It took us four days to get to the put-in point. We flew from New Delhi to Guwahati, the state capital of Assam, then drove through eastern Assam's flat tea-growing country. Our jeeps turned north toward Bhalukpong, the single-street border town whose biggest business is the Casino liquor store. The last 40 miles from the town of Seppa was a grueling six-hour drive along a rutted road muddied by streams trickling down the steep mountains.

As we set our rubber crafts in the water at Marjingla, the entire village was on hand. One boy asked if the boats were made from dead elephants. An elder tried to barter village girls for the two London women, waving his machete in a courtship dance — to the titters and guffaws of onlookers.

When Arvind Bhardwaj, one of the river guides, told him the women were married with children, he shot back, "Don't worry — I'll give them plenty more."

Once on the water, the rapids came one after the other.

We paddled downstream three to four hours a day. We hurtled between huge boulders and splashed through towering waves that drenched us. We pitched like cork in the torrent and sometimes got tossed off our perches on the rafts' pillions, holding on only by our toes jammed under the rubber.

Anvesh took the lead in his orange kayak "Fat Face," scouting each rapid for eddies, holes and other lurking dangers.

On the first day, our 16-foot raft was impaled on a rock and quickly filled with gushing water.
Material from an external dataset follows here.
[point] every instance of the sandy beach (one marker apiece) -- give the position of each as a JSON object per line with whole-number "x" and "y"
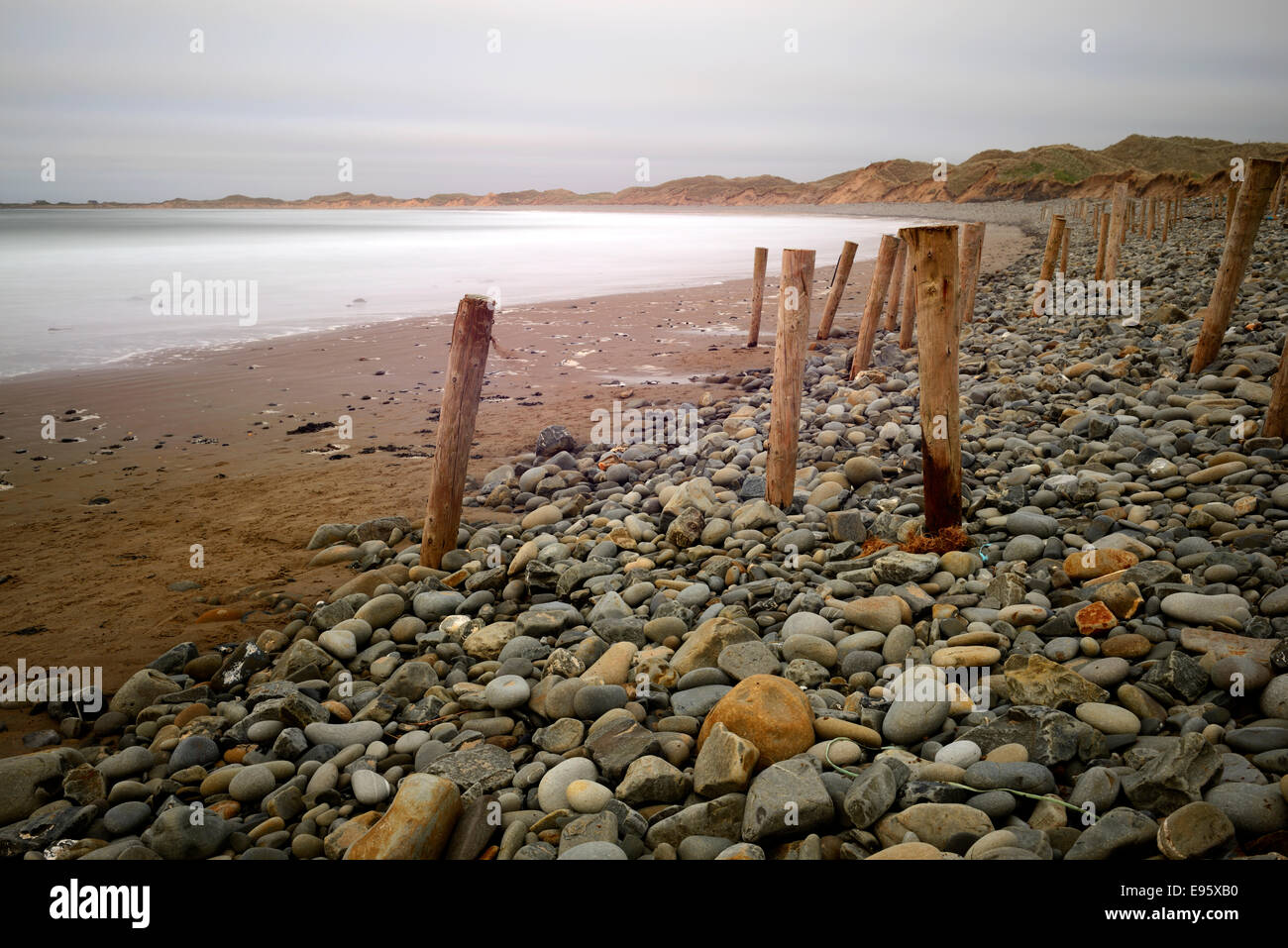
{"x": 197, "y": 450}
As it tipped on its side, the current dragged three of us overboard.

We had been well instructed: If you fall in, point your toes downstream, lean back — and smile. We swam to the riverbank with little difficulty.

We pitched camp in the early afternoons, erecting our two-person tents on sandy riverside patches. Shouki, the cook, produced small miracles from the kitchen tent. We ate around a driftwood campfire, draped our thermal underwear near the flames to dry and swapped stories until climbing into our sleeping bags. Each morning after decamping and packing the boats we scoured the beach for garbage, ensuring no evidence of our presence was left behind.

At one camp at the mouth of a small stream, we found deep footprints in the sand and mud of elephants that had forged the river a few hours before. We also found fresh leopard tracks. On Rom's advice, we set up camp off the elephant's path and lit bonfires on either side of our campsite to discourage visitors.

If you see a big guy coming, Rom told us, race for the rocks where elephants cannot run.

Nothing would save you from leopards, he said, but they have tastier prey than us.

On the fourth day we entered a gorge that runs through the Eagles Nest Wildlife Sanctuary. A green wall of vegetation soared 1,000 feet above the water. Orchids wrapped themselves around hardwoods set amid wild banana trees, bamboo and ferns. On the river, boulders were worn smooth and sculpted into modern artworks.

We began keeping count of the rapids — only the big ones — toting up 41 in two days, while Anvesh's altimeter showed the river dropping 150 feet. Some rapids looked like out-of-control escalators.

Rapids normally acquire names after an unusual feature or event, and earlier expeditions had assigned appellations to a few of the Kameng's tougher passages, such as the Sock Sucker and the Gruesome Geyser (not for old geezers — the amateurs took the safer route overland).

Our group left its tag on a few, including the river's last major rapid: The Ejector, so named after a massive wave catapulted me from the raft as if I had hit the eject button on a jet fighter.

It was like being trapped in a washing machine. My life vest lifted me to the surface, but the swirling river dragged me down again before I could catch a full breath, and kept me under longer than I cared to stay. When I emerged gasping a second time, I straightened on my back and floated toes-first until Arvind threw me a rope and hauled me into his raft.

I was still smiling, and ready for more. But an hour later we hoisted the boats onto a beach for the last time, deflated them and climbed into the waiting jeeps to take us to our first hot showers.